侵襲治療センターで直接登録された患者は線維素溶解療法またはPCIのどちらかを受けた。紹介病院で登録された患者はそこで線維素溶解療法を受けるか、救急車でPCIができるセンターに転送された。最大転送可能距離は約95マイルであった。転送時間は3時間を超えるものではなかった。

主要エンドポイントは、30日以内の死亡、再梗塞、あるいは機能障害を残す脳卒中を複合したものであった。1,572例のすべての患者に対して、PCIは8%、血栓溶解療法は13.7%の患者に施行された(P = 0.0003)。1つのイベントを阻止するために治療を行わねばならない数は18であった。追加解析の結果、PCI群で再梗塞の有意な減少が示された(インターベンション群で1.6% 対 線維素溶解療法群6.3%、P < 0.0001)。

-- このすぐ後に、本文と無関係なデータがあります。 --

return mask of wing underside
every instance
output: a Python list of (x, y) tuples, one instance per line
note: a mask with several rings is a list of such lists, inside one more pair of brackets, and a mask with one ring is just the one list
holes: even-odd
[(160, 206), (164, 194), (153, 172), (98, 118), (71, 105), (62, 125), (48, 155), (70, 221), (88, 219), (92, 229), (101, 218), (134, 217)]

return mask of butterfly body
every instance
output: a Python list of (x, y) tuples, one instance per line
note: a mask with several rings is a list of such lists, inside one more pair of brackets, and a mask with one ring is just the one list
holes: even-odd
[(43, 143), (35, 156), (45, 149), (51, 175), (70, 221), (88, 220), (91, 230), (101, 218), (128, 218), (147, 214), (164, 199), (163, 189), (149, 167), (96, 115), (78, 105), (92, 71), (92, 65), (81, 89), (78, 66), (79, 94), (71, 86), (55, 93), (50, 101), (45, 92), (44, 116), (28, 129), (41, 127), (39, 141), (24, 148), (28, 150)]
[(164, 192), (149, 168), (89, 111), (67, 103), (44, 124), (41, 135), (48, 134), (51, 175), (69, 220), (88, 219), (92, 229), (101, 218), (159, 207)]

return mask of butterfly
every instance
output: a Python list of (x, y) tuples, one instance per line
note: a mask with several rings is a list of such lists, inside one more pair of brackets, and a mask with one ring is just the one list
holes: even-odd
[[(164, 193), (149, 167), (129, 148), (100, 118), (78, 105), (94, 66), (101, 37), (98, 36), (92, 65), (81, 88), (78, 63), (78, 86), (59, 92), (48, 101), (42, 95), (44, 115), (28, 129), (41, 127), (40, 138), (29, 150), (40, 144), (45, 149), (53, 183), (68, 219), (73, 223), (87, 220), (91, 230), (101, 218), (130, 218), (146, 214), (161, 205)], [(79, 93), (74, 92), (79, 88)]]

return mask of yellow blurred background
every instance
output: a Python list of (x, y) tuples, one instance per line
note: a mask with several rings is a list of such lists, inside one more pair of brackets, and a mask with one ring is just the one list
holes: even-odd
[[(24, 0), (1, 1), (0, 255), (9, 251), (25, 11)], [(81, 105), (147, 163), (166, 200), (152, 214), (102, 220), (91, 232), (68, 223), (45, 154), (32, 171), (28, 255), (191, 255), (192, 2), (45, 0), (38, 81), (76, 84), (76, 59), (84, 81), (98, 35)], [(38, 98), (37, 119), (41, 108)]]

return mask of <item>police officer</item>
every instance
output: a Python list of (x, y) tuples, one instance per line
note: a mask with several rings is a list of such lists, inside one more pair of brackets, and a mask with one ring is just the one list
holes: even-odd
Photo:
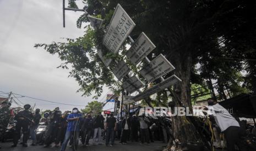
[(59, 114), (59, 107), (55, 108), (53, 113), (52, 113), (50, 117), (50, 123), (48, 125), (48, 130), (46, 132), (46, 140), (45, 142), (44, 147), (48, 147), (52, 143), (52, 140), (55, 141), (55, 144), (58, 144), (58, 141), (56, 139), (57, 137), (57, 133), (58, 127), (59, 125), (61, 120), (61, 115)]
[[(3, 137), (6, 129), (9, 123), (10, 117), (10, 111), (9, 107), (11, 104), (9, 103), (8, 100), (2, 102), (0, 108), (0, 138)], [(0, 147), (0, 148), (1, 147)]]
[(22, 127), (23, 132), (23, 147), (28, 147), (26, 143), (29, 137), (29, 126), (32, 121), (33, 116), (32, 113), (29, 111), (31, 106), (29, 104), (24, 106), (24, 110), (19, 111), (15, 116), (14, 119), (17, 120), (15, 131), (13, 137), (13, 144), (12, 147), (17, 146), (18, 140), (20, 137), (20, 130)]

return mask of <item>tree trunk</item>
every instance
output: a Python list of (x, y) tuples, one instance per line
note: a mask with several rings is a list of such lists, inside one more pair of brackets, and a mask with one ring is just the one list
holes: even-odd
[[(179, 99), (182, 106), (189, 108), (189, 113), (192, 113), (190, 90), (190, 76), (193, 67), (192, 57), (189, 51), (186, 54), (175, 56), (175, 60), (172, 60), (176, 68), (175, 74), (182, 81), (177, 84), (174, 89), (176, 97), (173, 97), (176, 107), (180, 106), (177, 99)], [(189, 117), (185, 116), (175, 116), (172, 117), (172, 131), (175, 139), (178, 140), (181, 144), (188, 142), (198, 143), (201, 142), (200, 137), (198, 135), (195, 127), (191, 123)], [(169, 143), (170, 144), (170, 143)], [(168, 147), (169, 149), (170, 146)]]

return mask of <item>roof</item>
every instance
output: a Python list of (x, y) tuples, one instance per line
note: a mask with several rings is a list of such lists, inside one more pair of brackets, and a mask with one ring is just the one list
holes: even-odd
[(233, 109), (233, 115), (246, 118), (256, 118), (256, 96), (241, 94), (225, 101), (220, 104), (226, 109)]

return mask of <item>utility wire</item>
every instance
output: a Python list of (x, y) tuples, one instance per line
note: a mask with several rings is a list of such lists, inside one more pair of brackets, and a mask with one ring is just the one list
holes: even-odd
[(0, 95), (0, 96), (2, 96), (2, 97), (8, 97), (8, 96), (4, 96), (4, 95)]
[(67, 106), (75, 106), (84, 107), (84, 106), (81, 106), (81, 105), (78, 105), (78, 104), (68, 104), (68, 103), (59, 103), (59, 102), (53, 102), (53, 101), (48, 101), (48, 100), (46, 100), (37, 98), (30, 97), (30, 96), (26, 96), (26, 95), (21, 95), (21, 94), (17, 94), (17, 93), (14, 93), (14, 92), (13, 92), (13, 94), (14, 94), (17, 95), (21, 96), (23, 96), (23, 97), (28, 97), (28, 98), (34, 99), (34, 100), (39, 100), (39, 101), (48, 102), (51, 102), (51, 103), (56, 103), (56, 104), (63, 104), (63, 105), (67, 105)]
[(13, 93), (12, 93), (12, 94), (13, 95), (13, 96), (16, 99), (17, 99), (17, 100), (18, 100), (19, 102), (20, 102), (20, 103), (21, 103), (21, 104), (24, 105), (24, 104), (23, 104), (23, 103), (22, 103), (22, 102), (20, 101), (20, 100), (19, 100), (18, 98), (18, 97), (17, 97), (16, 96), (14, 95), (14, 94)]

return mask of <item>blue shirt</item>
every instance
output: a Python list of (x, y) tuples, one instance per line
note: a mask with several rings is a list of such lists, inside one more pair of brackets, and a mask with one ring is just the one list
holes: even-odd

 DANAMI-2:30日以内の主要エンドポイント(n = 1,572)
 
線維素溶解
PCI
P値
死亡
7.6%
6.6%
0.35
再梗塞
6.3%
1.6%
< 0.0001
機能障害を残す脳卒中
2.0%
1.1%
0.15
複合エンドポイント
13.7%
8.0%
0.0003

紹介病院で登録された患者においても、直ちに血栓溶解療法を行った患者に比して転送してインターベンションを受けさせた患者のほうが、予後が良好であった。30日目における累積イベント発生率はインターベンション群で8.5%、血栓溶解療法群で14.2%であった(P = 0.002)。

この所見は侵襲治療センターで直接登録された443例の患者においても、この群の患者数が少なかったために有意差は同じとはいえなかったが、有効性は同様にみられた。DANAMI試験は侵襲治療センターで予定された登録の完了を待たずに打ち切られた。その理由は紹介病院で十分な症例が登録され、血栓溶解療法よりもインターベンションのために患者を転送したほうがよいことが明らかとなったからであった。

患者の転送は安全であると思われる。転送の途中で死亡したり挿管を必要とした患者はいなかった。心房細動、心室頻拍、心室細動の発生頻度はそれぞれ2.5%、0.2%、および1.4%であった。平均転送距離は35マイルであった。

これらの新しい所見によって、侵襲治療センターにおける一次的PCIが血栓溶解療法に優れるという以前の臨床試験成績が確認された。DANAMI試験には多くの異論もある。紹介病院から侵襲治療センターへ患者を転送することによってインターベンションが血栓溶解療法に優る有効性が損なわれることはない。